Before this subject is closed, it appears necessary to notice one or two remarks of Mr. Walsh in his "Letter," &c. which do not appear to contain that depth and accuracy which so generally characterize the political researches of this gentleman. In page 23d of his "Letter," Mr. Walsh speaks in terms of the uttermost contempt of what he is pleased to call "the swaggering of the Portugueze and the tumultuary defence of the Spaniards," and most confidently decides on the forlorn hopelessness and folly of their pretensions to oppose the armies of Napoleon. Even the momentary and unmatured effusions of Mr. Walsh on all political subjects have great and deserved weight in this community; and therefore it were to be wished that he had spoken a little less contemptuously of the patriotic efforts of those men who have stood up, and do still stand up erect in effectual

resistance against the repeated military shocks of the whole French empire; those repeated military shocks, each single one of which has been found sufficient to beat down the mightiest monarchies of continental Europe. The Houses of Brandenburgh, of Lorraine, and of Russia, have each successively fallen prostrate beneath the weight of those blows, under the discipline of which Spain and Portugal are daily and hourly rising into a fiercer and more untameable spirit of opposition.
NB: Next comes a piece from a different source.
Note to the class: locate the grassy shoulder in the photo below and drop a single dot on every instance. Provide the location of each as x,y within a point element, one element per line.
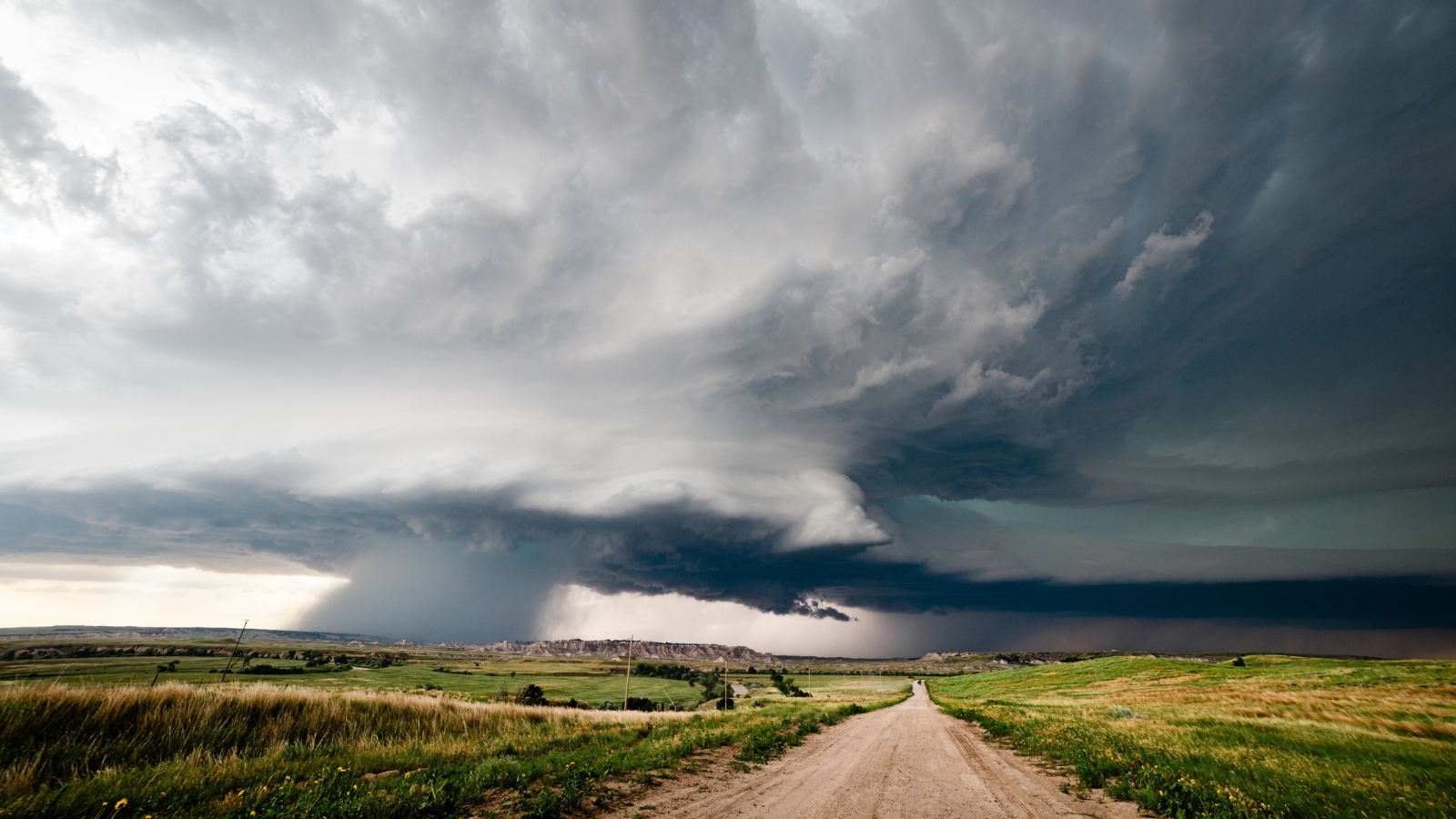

If the people of the peninsula be so weak, dastardly, spiritless, and fallen, as Mr. Walsh appears to think, how comes it to pass that in the third year of the war, levies are raised, and battalions marshalled, and armies led, under the kindred banners of Spain and Portugal, in greater numbers, in better order, in more effective military discipline, to move against the Gallic squadrons, than have ever hitherto taken the field? If the Spaniards be indifferent to the fate of their country; if unconditional submission to France be in all their thoughts, words, and deeds; how is it that Blake has been able to re-assemble his scattered army; to protect Catalonia; and to keep the enemy out of Valencia? By what means has Romana created out of the dispersed peasantry of the north a respectable army, with which he has swept Gallicia and the Asturias clean of the invaders, and has marched at the head of ten thousand gallant Spaniards to the aid of the British and Portuguese under the command of Lord Wellington? How is it that Tarragona holds out; that Cadiz mocks all the efforts of the besiegers; and that Madrid itself is kept in constant alarm and terror by the incursions of the Spanish patriots, who scour the whole country round, up to the very gates and walls of the capital ?*

* Mr. Walsh, in No. 1. p. 27. of the "American Review," speaks in terms less contemptuous of the resistance of the Spaniards to Buonaparte; but he still confidently anticipates their speedy subjugation to the usurper.